A major distraction reset followed with the decision to delete Facebook in December 2017. After removing the account, phone use dropped, and working on a laptop no longer triggered the same urge to scroll. That freed “hours per week” for activities that feel calming or personally developmental, while also shrinking distractions during class and at home.
Finally, she argues for a minimalist approach to studying culture. Social media can pressure students to constantly upgrade supplies, chase new note-taking systems, and restart planners monthly. Her counter is to filter what’s worth attention and invest in what actually matters—skipping the cycle of buying pens every two weeks or hoarding notebooks “just because.” Knowing what’s enough, she says, is foundational for starting a personal development routine that fits real life, not trends.
The episode also includes a sponsor message for Skillshare, an online learning community with classes in design, photo, organization, and language learning, offering a limited-time promotion for new members.
Cornell Notes
The core message is that life gets easier when routines are designed to protect time, match natural energy, and reduce distractions. Blocking Sundays from planners prevents weekend study from swallowing rest and lowers stress. Shifting the heaviest work to earlier mornings—gym, home tasks, and creative/academic work—creates calmer evenings for journaling, reading, and prep. Daily meal prep supports energy and wellbeing, while deleting Facebook cuts scrolling time and improves focus. A minimalist studying mindset rejects social-media pressure to buy supplies or constantly change systems, focusing instead on what’s truly enough.
Why does blocking out Sundays matter more than simply “studying less” on weekends?

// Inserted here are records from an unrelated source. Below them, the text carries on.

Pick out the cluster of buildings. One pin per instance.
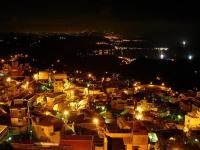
(83, 112)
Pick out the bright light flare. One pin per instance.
(8, 79)
(66, 113)
(96, 121)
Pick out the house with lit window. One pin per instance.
(19, 116)
(192, 120)
(47, 128)
(58, 82)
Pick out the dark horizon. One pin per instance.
(128, 18)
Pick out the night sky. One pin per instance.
(130, 18)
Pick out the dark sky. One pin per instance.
(131, 18)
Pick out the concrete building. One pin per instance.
(58, 82)
(3, 131)
(78, 142)
(47, 129)
(192, 120)
(134, 137)
(19, 116)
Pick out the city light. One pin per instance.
(162, 56)
(8, 79)
(95, 121)
(139, 109)
(35, 76)
(66, 113)
(184, 43)
(89, 75)
(190, 57)
(139, 116)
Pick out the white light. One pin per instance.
(190, 57)
(162, 56)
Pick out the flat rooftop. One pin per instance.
(2, 128)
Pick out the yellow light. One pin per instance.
(139, 116)
(139, 109)
(47, 113)
(89, 75)
(72, 92)
(8, 79)
(185, 129)
(35, 76)
(66, 112)
(125, 91)
(95, 121)
(55, 107)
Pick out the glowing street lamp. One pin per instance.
(89, 75)
(184, 43)
(162, 56)
(96, 121)
(139, 109)
(66, 113)
(8, 79)
(190, 57)
(139, 116)
(35, 76)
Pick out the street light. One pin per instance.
(139, 116)
(184, 43)
(8, 79)
(65, 113)
(89, 75)
(35, 76)
(190, 57)
(96, 121)
(139, 109)
(162, 56)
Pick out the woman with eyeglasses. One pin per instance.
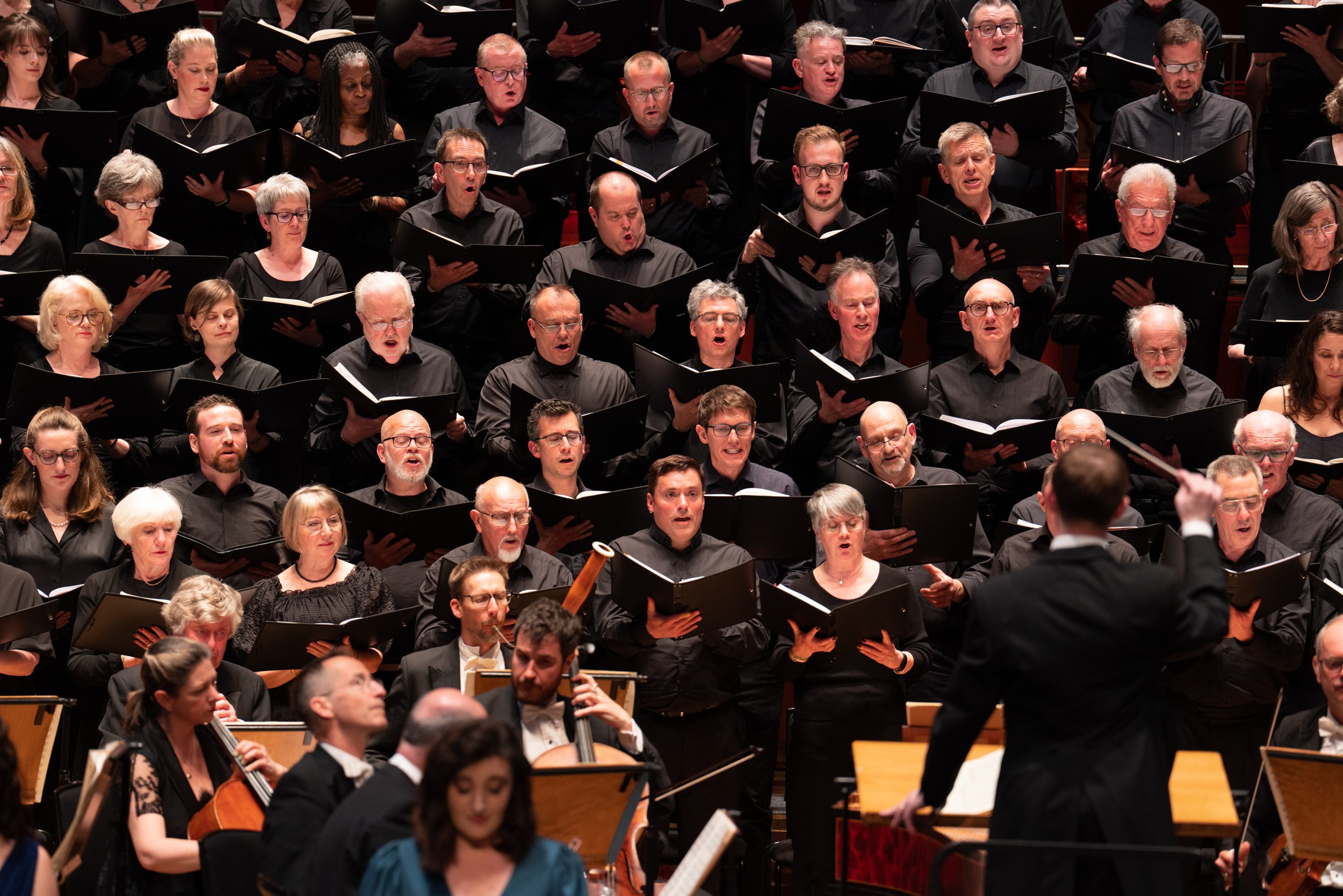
(1299, 284)
(840, 699)
(317, 588)
(352, 116)
(288, 269)
(129, 190)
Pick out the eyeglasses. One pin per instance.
(1009, 28)
(481, 601)
(504, 74)
(285, 216)
(979, 309)
(640, 96)
(136, 205)
(555, 438)
(405, 441)
(69, 456)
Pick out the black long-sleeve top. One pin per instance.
(829, 688)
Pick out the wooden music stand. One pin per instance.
(288, 742)
(590, 808)
(33, 725)
(1309, 789)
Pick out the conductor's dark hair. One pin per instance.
(458, 749)
(1089, 483)
(326, 128)
(546, 618)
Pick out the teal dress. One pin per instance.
(550, 868)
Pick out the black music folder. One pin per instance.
(908, 387)
(74, 138)
(20, 291)
(114, 274)
(429, 529)
(242, 162)
(499, 264)
(1213, 167)
(610, 431)
(943, 516)
(654, 375)
(284, 645)
(849, 623)
(383, 170)
(611, 514)
(156, 26)
(1030, 241)
(877, 125)
(1188, 285)
(1040, 113)
(723, 598)
(865, 240)
(624, 26)
(116, 618)
(950, 434)
(439, 410)
(398, 19)
(766, 524)
(138, 399)
(1201, 436)
(673, 180)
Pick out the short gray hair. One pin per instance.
(143, 505)
(834, 500)
(1147, 174)
(277, 190)
(713, 289)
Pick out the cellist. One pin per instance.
(1319, 730)
(180, 765)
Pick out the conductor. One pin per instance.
(1073, 648)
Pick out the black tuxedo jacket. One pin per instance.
(421, 672)
(1073, 649)
(241, 687)
(304, 800)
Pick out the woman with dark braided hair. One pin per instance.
(352, 116)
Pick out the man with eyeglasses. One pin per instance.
(554, 370)
(652, 140)
(501, 518)
(786, 308)
(1143, 206)
(993, 383)
(1025, 172)
(1076, 428)
(942, 274)
(517, 138)
(388, 362)
(1224, 696)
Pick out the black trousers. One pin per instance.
(689, 745)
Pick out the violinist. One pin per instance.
(178, 766)
(1319, 730)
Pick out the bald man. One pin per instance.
(380, 811)
(1075, 428)
(503, 515)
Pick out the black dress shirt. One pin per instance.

How does moving study work to the morning change the rest of the day?
What role does daily meal prep play in her wellbeing, and what does it replace?
What changes after deleting Facebook, beyond “less social media”?
How does a minimalist studying lifestyle counter social-media pressure?
Review Questions
- Which habit most directly reduces stress in her routine, and what specific mechanism makes it work (calendar design, time allocation, or behavior change)?
- How does her morning schedule support her evening schedule, and what tasks are assigned to each time block?
- What are the two main sources of distraction she targets, and how does each one change weekly time use?
Key Points
- 1
Block Sundays out of planners entirely to prevent weekend study from expanding into personal time.
- 2
Use mornings for high-focus work and physical routines, then reserve evenings for lower-intensity reflection and prep.
- 3
Set aside about half an hour daily for meal prep to stabilize energy and reduce reliance on campus food.
- 4
Delete Facebook to cut scrolling time and remove a recurring distraction during both class and home study.
- 5
Adopt a minimalist studying approach by filtering social-media advice and avoiding constant supply upgrades or system-chasing.
- 6
Treat “what’s enough” as a guiding principle for building sustainable routines rather than chasing trends.